Thesis: “Cold Nuclear Fusion Theories, Exploration of Exotic Hydrogen States” (Joel Simion Armelius)

Thanks to Greg Goble for the following posted on the Always Open Thread Yesterday.

Condensed Matter Nuclear Science is now an accepted branch of Condensed Matter Physics.
Today most CMNS research papers are published, following peer review, in leading Physics journals. Numerous Masters and Doctoral thesis have been submitted and successfully defended in this subject, further establishing this field of scholastic endeavor.

This thesis is out of Norway 2018. Historians will be fascinated by this scholars journey, and the significance of his thesis. Joel Simon Armelius describes the experiences which led him to choose this subject for his dissertation with eloquence.

Title: Cold Nuclear Fusion Theories, Exploration of Exotic Hydrogen States

Author: Joel Simion Armelius

A thesis submitted in partial fulfilment of the requirements for the degree of Master of Science in the subject of Energy Technology.

Geophysical Institute

University of Bergen

Bergen, Norway

April 10, 2018

The University of Bergen is a research-intensive state university located in Bergen, Norway. As of 2019, the university has over 4,000 employees and 18,000 students.

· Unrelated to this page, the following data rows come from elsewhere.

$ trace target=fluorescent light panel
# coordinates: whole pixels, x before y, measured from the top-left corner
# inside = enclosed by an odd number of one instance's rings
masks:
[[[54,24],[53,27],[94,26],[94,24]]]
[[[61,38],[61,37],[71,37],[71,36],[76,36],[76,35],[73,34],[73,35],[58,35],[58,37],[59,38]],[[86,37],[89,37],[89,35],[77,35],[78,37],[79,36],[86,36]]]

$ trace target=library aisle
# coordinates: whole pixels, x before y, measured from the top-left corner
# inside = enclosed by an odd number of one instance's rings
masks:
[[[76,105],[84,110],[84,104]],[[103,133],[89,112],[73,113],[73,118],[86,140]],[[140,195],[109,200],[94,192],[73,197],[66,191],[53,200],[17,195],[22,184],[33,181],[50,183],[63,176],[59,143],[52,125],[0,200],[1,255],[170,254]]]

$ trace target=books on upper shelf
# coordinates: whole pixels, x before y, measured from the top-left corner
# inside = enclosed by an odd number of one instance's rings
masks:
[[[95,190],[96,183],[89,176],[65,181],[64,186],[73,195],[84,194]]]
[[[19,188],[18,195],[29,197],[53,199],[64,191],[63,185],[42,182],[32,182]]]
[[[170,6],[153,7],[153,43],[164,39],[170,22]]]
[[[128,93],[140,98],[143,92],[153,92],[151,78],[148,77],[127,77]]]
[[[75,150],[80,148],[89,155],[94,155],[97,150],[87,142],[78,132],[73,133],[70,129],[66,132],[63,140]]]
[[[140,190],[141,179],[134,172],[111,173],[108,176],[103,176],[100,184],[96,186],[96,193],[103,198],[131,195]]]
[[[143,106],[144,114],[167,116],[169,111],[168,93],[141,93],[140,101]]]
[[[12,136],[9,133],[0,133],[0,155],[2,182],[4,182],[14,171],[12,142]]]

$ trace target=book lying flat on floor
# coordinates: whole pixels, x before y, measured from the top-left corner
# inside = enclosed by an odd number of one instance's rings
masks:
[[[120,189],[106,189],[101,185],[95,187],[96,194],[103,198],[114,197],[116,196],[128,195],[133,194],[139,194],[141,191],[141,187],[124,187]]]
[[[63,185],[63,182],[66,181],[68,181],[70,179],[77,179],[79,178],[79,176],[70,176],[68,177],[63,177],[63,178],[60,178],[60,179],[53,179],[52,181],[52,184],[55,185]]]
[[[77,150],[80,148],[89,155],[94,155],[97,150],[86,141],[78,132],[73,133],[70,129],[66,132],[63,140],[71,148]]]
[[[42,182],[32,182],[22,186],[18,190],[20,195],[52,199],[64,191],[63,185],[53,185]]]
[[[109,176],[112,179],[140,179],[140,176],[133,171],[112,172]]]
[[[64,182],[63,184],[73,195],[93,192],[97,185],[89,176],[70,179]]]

Link to Thesis Joel Simion Armelius 2018


Nuclear fusion technologies hold the potential to revolutionize the way we produce energy on earth. It is an opportunity to lift our current dependency on external factors such as weather and fossil reserves while producing vast amounts of emission free energy. For more than two generations, several novel ways to extract fusion energy have been proposed and attempted. One recently suggested approach is based on an assumed aggregate of deuterium named ultradense deuterium. The existence of this aggregate seems to follow from experimental observation of ejected fragments with relatively high kinetic energy. Uncertainties connected with the nature of the yet hypothetical ultra-dense state, call for further investigations as the present explanations are vague and third party verifications have so far not been completely independent. The focus of this study has been to investigate a possible aggreagate of hydrogen which could lead to the reported ejected particle energies. The present results provide an independent model analysis based on well known physics and aims to further enlighten the subject and eventually encourage continued studies. The nuclei are said to be metastable at a very small distance compared to a regular molecule, much like the exotic muonic molecule which is well known to catalyze fusion due to the small distance between the nuclei. In this thesis a one-dimensional numerical model has been created based on quantum chemistry to analyze the energetic stability of a proposed hydrogen aggregate. The results show that there may indeed exist a quasimolecular system where nuclei are stable at around 1/24 the distance of a regular hydrogen molecule. The nuclei must be axially aligned and of single charge to minimize repulsion, and also a certain minimum number of nuclei is required, found to be 17 in the model. The distance between the nuclei is an order of magnitude larger than observed in the muonic molecule, limiting though not removing the probability of fusion which decreases exponentially with increasing distance. The results point toward a need of further investigation through a threedimensional model of the state which would eliminate much of the uncertainty inherent in the current model.